Se o golpe foi motivado por ameaças à integridade territorial, à ordem pública ou aos privilégios materiais/reputacionais dos militares, a junta terá amplo apoio interno. Nestes casos, os benefícios de permanecer no poder superam os riscos, tornando a retirada improvável. É o cenário atual no Sudão, Mali e Burkina Faso.

Se o golpe surgiu de motivações mais restritas (ex.: uma facção defendendo seus interesses), pode enfrentar resistência interna, aumentando a probabilidade de uma retirada volátil. Esta parece ser a dinâmica no Níger e na Guiné.

  1. A Capacidade de Mobilização da Sociedade Civil (Factor Secundário, mas Crucial):

Protestos massivos e organizados podem forçar a junta a ceder o poder. O exemplo mais marcante foi no Egito após 2011.

Nota Importante: A investigação de Elischer indica que a pressão internacional (sanções, cortes de ajuda) ou a pertença a organizações regionais tem pouca influência discernível nas decisões da junta. As variáveis domésticas são predominantes.

Implicações para a Actualidade Africana: Um Panorama Preocupante

As conclusões da investigação são alarmantes para os cenários atuais:

  • Países em Risco de Permanência Militar: No Sudão, Mali, Burkina Faso e Chade, os golpes alegaram ameaças à soberania ou estabilidade. Isso garante à junta um forte apoio castrense, diminuindo drasticamente as perspetivas de um regresso rápido ao poder civil.
  • Países com Futuro Mais Volátil: No Níger e na Guiné, onde os golpes parecem ter origem em motivações mais faccionais, a coesão militar é mais frágil. O futuro dependerá da capacidade do líder golpista (como o General Abdourahmane Tchiani, no Níger) de unificar as forças armadas em torno do seu governo.
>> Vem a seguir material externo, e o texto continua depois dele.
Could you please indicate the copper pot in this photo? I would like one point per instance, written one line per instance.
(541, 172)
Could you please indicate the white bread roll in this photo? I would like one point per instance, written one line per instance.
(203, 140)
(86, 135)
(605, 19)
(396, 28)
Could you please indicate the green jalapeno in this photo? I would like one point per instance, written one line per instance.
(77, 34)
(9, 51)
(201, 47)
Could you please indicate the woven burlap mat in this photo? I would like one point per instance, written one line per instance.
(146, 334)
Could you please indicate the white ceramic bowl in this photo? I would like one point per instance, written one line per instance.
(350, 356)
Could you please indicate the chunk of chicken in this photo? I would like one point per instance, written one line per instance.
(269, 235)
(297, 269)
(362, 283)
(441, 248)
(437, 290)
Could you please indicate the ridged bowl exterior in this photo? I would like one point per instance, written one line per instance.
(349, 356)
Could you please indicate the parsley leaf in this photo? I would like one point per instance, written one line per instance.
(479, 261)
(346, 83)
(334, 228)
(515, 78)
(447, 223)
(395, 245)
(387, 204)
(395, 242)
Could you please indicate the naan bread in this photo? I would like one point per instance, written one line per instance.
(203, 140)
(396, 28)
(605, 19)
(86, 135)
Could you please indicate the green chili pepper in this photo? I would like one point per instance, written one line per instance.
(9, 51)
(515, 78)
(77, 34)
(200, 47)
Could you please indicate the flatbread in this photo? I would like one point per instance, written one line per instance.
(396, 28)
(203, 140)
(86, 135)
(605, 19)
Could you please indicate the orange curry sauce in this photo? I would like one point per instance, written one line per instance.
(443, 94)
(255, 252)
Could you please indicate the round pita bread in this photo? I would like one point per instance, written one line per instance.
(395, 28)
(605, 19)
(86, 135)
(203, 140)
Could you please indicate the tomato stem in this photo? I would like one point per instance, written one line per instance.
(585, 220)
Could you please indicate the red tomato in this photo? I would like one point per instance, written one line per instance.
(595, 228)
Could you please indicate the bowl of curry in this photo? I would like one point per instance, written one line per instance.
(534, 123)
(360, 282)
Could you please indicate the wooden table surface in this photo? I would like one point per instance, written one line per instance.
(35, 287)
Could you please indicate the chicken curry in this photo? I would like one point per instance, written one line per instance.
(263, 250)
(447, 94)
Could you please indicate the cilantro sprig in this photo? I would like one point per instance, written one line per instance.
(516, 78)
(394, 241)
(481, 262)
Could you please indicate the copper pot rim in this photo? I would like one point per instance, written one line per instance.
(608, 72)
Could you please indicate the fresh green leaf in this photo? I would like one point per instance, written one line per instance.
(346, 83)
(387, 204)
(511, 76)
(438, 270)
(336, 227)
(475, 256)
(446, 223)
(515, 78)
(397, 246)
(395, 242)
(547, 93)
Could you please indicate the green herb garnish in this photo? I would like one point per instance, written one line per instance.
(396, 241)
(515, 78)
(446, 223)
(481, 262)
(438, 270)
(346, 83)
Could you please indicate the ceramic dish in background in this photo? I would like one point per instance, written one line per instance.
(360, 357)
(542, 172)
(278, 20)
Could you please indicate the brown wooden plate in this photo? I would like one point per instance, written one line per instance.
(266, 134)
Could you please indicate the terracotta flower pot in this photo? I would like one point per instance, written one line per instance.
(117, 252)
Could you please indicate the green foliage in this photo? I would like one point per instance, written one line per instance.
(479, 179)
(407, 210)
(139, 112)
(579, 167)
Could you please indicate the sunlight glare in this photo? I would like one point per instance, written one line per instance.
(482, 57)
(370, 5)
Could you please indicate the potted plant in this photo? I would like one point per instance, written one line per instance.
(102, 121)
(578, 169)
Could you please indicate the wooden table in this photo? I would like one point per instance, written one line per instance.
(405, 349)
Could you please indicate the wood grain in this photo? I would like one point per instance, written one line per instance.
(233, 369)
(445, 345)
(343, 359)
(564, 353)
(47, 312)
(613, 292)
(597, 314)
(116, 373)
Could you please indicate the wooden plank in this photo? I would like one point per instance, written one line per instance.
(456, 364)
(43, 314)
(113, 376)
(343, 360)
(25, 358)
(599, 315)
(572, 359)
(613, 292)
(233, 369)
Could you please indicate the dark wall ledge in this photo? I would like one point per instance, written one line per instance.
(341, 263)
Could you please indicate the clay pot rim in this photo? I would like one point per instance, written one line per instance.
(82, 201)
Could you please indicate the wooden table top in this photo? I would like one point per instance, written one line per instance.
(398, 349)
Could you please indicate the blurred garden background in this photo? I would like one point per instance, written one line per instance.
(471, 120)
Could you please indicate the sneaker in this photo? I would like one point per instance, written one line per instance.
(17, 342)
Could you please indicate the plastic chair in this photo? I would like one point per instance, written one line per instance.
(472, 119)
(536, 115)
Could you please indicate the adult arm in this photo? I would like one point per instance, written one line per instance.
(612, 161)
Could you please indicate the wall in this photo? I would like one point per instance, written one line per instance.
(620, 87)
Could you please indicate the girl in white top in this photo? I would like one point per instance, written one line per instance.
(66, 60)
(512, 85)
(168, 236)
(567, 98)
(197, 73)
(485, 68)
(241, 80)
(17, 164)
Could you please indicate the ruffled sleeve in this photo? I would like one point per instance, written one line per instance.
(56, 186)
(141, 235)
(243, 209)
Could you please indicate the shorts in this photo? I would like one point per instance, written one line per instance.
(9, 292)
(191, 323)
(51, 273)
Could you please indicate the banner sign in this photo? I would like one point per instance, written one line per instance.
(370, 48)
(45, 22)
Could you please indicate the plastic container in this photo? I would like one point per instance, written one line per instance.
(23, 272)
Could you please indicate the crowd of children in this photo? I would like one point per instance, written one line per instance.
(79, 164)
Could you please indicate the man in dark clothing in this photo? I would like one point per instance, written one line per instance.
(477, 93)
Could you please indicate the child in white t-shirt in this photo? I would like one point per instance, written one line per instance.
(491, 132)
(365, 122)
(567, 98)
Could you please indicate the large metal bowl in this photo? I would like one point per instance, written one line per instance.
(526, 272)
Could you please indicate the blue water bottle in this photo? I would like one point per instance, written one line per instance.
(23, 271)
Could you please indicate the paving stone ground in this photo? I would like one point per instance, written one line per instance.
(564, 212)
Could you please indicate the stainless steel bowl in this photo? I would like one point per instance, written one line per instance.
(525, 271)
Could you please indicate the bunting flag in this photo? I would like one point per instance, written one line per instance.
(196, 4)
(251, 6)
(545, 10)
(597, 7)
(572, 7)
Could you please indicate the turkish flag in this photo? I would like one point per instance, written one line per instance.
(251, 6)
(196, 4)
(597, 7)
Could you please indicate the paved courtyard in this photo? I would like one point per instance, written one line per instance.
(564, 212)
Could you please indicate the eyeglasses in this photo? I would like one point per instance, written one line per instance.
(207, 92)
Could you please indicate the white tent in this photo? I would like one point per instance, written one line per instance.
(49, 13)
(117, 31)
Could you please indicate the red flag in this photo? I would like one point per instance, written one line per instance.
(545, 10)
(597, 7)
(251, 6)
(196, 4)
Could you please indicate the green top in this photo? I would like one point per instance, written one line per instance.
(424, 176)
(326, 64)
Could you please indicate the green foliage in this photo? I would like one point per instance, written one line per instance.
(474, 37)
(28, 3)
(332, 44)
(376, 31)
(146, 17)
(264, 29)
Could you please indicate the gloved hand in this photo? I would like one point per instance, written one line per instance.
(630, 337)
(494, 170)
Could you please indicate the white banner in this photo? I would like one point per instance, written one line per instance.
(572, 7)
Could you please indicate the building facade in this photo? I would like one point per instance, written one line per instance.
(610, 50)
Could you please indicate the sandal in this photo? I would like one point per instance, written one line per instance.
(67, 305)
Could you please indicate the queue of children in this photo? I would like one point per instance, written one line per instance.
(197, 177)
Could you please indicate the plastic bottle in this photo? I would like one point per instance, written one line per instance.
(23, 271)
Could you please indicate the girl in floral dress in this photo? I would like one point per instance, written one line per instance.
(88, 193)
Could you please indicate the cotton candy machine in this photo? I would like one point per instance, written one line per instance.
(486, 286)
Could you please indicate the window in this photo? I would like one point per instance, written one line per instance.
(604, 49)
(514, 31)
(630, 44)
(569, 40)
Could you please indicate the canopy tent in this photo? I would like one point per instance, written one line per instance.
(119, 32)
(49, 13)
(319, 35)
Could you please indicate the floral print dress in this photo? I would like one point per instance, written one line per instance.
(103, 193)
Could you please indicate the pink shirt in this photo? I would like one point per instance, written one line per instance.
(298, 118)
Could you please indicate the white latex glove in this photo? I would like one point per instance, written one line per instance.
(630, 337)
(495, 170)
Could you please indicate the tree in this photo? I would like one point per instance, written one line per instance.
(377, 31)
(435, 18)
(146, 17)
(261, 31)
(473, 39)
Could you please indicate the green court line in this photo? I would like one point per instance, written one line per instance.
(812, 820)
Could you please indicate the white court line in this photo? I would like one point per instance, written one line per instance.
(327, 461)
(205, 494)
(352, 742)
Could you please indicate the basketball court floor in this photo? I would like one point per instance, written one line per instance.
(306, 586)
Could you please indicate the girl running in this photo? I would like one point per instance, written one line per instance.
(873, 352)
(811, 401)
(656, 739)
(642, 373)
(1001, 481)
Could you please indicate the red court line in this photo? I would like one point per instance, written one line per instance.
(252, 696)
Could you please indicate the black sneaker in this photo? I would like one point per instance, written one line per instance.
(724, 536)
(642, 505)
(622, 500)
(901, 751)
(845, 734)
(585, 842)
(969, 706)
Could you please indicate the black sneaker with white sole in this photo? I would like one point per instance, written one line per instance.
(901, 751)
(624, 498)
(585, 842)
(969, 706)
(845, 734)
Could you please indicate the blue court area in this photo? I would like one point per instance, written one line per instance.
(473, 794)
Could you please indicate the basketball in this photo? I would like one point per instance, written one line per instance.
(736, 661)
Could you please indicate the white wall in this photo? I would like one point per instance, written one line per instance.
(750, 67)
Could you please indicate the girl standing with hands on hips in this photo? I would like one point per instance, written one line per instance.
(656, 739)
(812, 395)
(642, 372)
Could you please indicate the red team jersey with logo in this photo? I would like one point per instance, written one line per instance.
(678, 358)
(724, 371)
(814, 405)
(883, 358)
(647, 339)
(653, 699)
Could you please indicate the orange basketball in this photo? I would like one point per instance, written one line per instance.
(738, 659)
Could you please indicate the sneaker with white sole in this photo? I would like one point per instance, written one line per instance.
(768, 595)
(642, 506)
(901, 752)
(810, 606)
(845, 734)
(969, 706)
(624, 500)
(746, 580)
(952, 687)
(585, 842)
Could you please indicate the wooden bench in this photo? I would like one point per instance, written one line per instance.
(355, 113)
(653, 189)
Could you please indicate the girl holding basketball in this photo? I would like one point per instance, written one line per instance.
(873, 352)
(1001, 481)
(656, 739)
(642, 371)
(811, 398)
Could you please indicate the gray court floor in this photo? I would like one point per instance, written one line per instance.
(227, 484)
Conclusão: Um Saldo Negativo para a Democracia

De um modo geral, os golpes militares têm consequências devastadoras para os direitos políticos e civis. Como sublinha Elischer: “Quando as juntas se retiram, democracias plenas raramente emergem. Quando manipulam eleições, entrincheiram-se no poder. Em qualquer cenário, são a população e as instituições democráticas que saem a perder.”